The Black Hole is a very deep spot on a fast-moving stream called Mill Creek (a Category Two name), which runs through Warren County, New York, about five miles from where I was born. It’s an ideal swimming-and-diving hole, a spot so perfect that alien visitors would be able to deduce from its existence not just the human practice of swimming and diving but the human practice of Mountain Dew commercials. It’s flanked on both sides by 12- or 13-foot cliffs, and has cold and seemingly bottomless water. It really does look black, at least from the top of the cliff, but this is not what gives the name resonance. The important part — the irresistibly attractive part, the one that justifies the other sense of “Black Hole” — is that some years ago, somebody ran a length of steel cable from a tree on one side to a tree on the other and fixed a rope swing to a spot in the middle. The rope hooks at the bottom to a bent spike in a tree, and if you loosen it, grab on above your head, and pull your knees up, it will fling you out into midair and deposit you about fifteen feet above the water, from which point you can drop down and forget about everything in the world for a few seconds, until the water slaps against your legs and then sucks you in.
My parents say that I used to go swimming there when I was a kid, but I don’t remember, and in any case I’m sure I was too little to get on the rope.

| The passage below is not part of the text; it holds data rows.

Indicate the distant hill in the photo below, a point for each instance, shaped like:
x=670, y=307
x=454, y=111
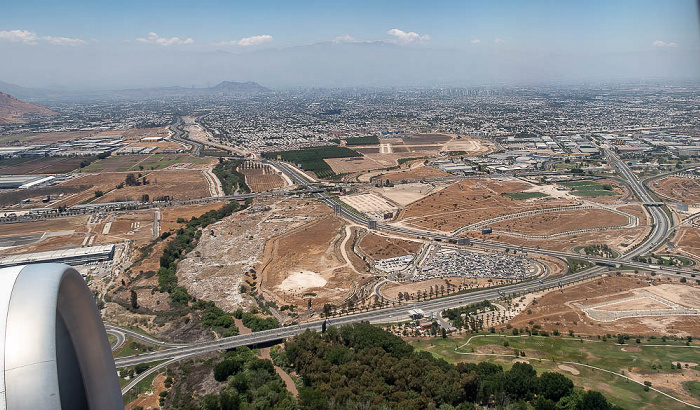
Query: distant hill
x=225, y=88
x=13, y=110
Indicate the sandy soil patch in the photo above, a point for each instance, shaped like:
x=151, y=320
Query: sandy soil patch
x=556, y=222
x=420, y=172
x=569, y=369
x=405, y=194
x=261, y=177
x=299, y=281
x=687, y=240
x=220, y=264
x=472, y=146
x=470, y=201
x=369, y=203
x=170, y=215
x=618, y=239
x=556, y=309
x=378, y=246
x=320, y=247
x=678, y=189
x=636, y=304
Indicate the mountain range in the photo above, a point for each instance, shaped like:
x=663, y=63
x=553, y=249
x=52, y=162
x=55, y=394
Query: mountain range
x=13, y=110
x=223, y=89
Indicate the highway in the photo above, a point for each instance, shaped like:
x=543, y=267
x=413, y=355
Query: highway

I didn’t try the swing until just a few years ago, when my girlfriend and I starting renting cars on the weekend and driving up whenever we could. The first time, there were a bunch of local teenagers there, lean county kids in cutoffs and baseball hats who’d set their beers down and launch themselves into looping backflips, landing as close to the rocky shallows on the other side of the pool as they could get. They were leaving as we were coming in, so after about fifteen minutes we had the place to ourselves and could take our time summoning the courage to try a swing. I’m not sure I can explain how good it felt. For other New Yorkers, the best analogy I can offer is to the feeling you get when your cab is stuck in traffic for a long time and then you finally get loose and out onto the West Side Highway and the air starts rushing in the window. We go now every time we’re up there; a visit isn’t complete without it. Once we even took the host of this blog (I’ll leave it to him to tell you how he did). If you’re ever in the Adirondacks, you should stop by. It’s not hard to find — right between Johnsburg and the Town of Chester.